Le macchie e aree alterate cromaticamente sono state trattate con il laser in modalità Q-switching per uniformare l’insieme, avendo cura di preservare le tracce di policroma della superficie.
La fenditura di uno dei basamenti è stata integrata con resina epossidica (Epo 150). Dopo la pulitura si è fatta evidente una frattura passante nella parte laterale del San Giovanni che è stata trattata rinforzandola con Araldite e spolverando polvere di marmo per consentire la tenuta della stuccatura con PLM/S, polvere di marmo e Acril AC 33 al 4%.
Le superfici interessate dal dilavamento dell’acqua sono state protette con cera Multiwax applicata in soluzione al 2%.
Isidoro Castello, Alessandra Griffo, San Giovanni Evangelista, 1377 ca. Simone Talenti (1330/1340-1381) Firenze, Istituto degli Innocenti, in “OPD. Restauro”, 19, 2007, pp. 278-285.

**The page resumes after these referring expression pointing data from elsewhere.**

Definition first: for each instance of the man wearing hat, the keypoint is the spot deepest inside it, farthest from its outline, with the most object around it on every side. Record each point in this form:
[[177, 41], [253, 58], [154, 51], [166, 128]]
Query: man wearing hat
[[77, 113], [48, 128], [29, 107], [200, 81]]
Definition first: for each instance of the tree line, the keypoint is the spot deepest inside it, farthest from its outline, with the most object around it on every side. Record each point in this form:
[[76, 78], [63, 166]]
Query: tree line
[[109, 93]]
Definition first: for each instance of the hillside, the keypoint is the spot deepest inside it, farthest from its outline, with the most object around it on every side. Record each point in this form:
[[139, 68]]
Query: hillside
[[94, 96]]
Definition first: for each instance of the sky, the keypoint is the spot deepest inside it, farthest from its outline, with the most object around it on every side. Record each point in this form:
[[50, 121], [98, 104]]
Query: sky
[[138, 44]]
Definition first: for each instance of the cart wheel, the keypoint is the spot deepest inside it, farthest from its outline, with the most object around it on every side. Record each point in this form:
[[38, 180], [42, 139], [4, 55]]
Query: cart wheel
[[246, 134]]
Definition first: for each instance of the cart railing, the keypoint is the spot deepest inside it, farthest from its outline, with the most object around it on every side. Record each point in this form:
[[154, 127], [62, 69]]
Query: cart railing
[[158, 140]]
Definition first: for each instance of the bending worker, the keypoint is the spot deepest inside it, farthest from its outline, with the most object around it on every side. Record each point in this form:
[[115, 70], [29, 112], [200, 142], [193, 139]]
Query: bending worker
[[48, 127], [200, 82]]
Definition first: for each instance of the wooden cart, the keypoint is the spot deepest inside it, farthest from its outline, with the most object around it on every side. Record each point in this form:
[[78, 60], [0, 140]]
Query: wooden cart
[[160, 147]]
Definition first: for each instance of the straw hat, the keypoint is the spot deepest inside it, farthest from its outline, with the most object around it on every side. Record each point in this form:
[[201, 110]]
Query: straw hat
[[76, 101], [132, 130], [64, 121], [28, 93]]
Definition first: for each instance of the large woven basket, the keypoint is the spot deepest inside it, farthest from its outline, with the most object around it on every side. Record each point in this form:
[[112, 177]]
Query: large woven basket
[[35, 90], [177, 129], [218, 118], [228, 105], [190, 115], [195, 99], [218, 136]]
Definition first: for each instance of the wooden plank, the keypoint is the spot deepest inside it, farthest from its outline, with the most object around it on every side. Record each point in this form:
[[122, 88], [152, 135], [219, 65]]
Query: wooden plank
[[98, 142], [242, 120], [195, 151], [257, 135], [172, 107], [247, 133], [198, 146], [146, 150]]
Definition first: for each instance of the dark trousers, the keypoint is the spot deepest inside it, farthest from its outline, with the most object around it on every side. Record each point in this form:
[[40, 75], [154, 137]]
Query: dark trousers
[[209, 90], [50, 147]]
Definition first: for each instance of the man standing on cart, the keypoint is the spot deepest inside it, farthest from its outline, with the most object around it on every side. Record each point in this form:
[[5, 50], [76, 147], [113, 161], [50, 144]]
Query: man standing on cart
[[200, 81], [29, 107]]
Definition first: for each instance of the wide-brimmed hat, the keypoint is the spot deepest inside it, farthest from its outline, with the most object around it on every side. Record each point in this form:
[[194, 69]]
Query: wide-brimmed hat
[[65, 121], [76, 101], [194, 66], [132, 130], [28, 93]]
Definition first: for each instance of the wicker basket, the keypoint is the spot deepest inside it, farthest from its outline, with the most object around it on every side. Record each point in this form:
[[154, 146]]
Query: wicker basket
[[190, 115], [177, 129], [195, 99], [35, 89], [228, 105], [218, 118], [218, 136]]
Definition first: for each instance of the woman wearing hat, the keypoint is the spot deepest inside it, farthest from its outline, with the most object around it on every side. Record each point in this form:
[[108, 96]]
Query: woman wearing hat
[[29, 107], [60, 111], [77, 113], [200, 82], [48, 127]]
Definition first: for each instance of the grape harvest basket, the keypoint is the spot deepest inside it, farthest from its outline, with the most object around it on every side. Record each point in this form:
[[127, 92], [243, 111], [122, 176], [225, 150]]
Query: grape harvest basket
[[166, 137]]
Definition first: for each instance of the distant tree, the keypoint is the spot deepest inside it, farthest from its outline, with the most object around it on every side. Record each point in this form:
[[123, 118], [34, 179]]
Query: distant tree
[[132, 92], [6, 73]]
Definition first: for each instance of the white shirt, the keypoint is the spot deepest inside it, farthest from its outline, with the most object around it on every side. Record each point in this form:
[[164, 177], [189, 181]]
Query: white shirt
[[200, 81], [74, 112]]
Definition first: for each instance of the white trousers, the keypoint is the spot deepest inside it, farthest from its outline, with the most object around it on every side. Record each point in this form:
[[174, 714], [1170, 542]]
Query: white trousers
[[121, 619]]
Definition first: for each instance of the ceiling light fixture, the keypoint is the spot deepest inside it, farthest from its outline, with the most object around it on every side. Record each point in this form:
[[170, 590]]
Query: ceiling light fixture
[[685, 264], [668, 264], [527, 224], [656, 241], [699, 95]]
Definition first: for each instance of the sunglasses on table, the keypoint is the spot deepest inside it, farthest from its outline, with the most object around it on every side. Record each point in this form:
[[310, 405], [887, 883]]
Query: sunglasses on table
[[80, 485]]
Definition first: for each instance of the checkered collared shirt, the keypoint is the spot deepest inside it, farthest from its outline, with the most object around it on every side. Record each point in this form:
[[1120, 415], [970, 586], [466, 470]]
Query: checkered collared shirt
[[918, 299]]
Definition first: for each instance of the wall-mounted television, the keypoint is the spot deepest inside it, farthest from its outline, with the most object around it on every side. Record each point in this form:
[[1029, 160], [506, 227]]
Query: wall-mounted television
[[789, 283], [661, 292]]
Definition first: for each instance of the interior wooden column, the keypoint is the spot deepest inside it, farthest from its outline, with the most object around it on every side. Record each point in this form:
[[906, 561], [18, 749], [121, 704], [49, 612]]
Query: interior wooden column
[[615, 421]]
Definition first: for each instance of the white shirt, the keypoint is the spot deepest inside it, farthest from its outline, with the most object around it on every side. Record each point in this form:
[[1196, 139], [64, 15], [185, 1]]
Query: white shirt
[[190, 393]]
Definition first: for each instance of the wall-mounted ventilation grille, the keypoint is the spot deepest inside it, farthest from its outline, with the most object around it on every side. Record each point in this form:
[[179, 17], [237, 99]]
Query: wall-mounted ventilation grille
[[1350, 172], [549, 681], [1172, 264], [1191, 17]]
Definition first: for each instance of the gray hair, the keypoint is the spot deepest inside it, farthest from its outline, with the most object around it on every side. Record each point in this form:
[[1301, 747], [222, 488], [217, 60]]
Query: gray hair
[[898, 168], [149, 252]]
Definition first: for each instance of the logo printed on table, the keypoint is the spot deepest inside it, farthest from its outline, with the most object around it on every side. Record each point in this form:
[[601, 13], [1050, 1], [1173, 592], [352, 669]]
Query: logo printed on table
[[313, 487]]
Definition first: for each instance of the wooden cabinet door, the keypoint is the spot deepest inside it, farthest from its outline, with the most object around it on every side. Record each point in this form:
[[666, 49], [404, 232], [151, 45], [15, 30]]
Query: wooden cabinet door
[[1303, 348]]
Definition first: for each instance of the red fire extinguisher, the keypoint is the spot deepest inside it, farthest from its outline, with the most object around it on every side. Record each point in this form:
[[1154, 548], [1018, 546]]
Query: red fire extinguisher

Per un discorso più ampio sull’intero progetto di Orsanmichele cfr. Orsanmichele and the history and preservation of the civic Monument (proceeding of the symposium organized by the Center of Advanced Study in the Visual Arts, National Gallery of Art. The symposium was held in Washington October 7, 2005 and in Florence October 12-13, 2006), edited by Carl Brandon Strehlke, Yale University Press, 2012.
L’opera è esposta alla mostra in corso presso gli Uffizi dal titolo Bagliori Dorati. Il gotico internazionale a Firenze 1375-1440.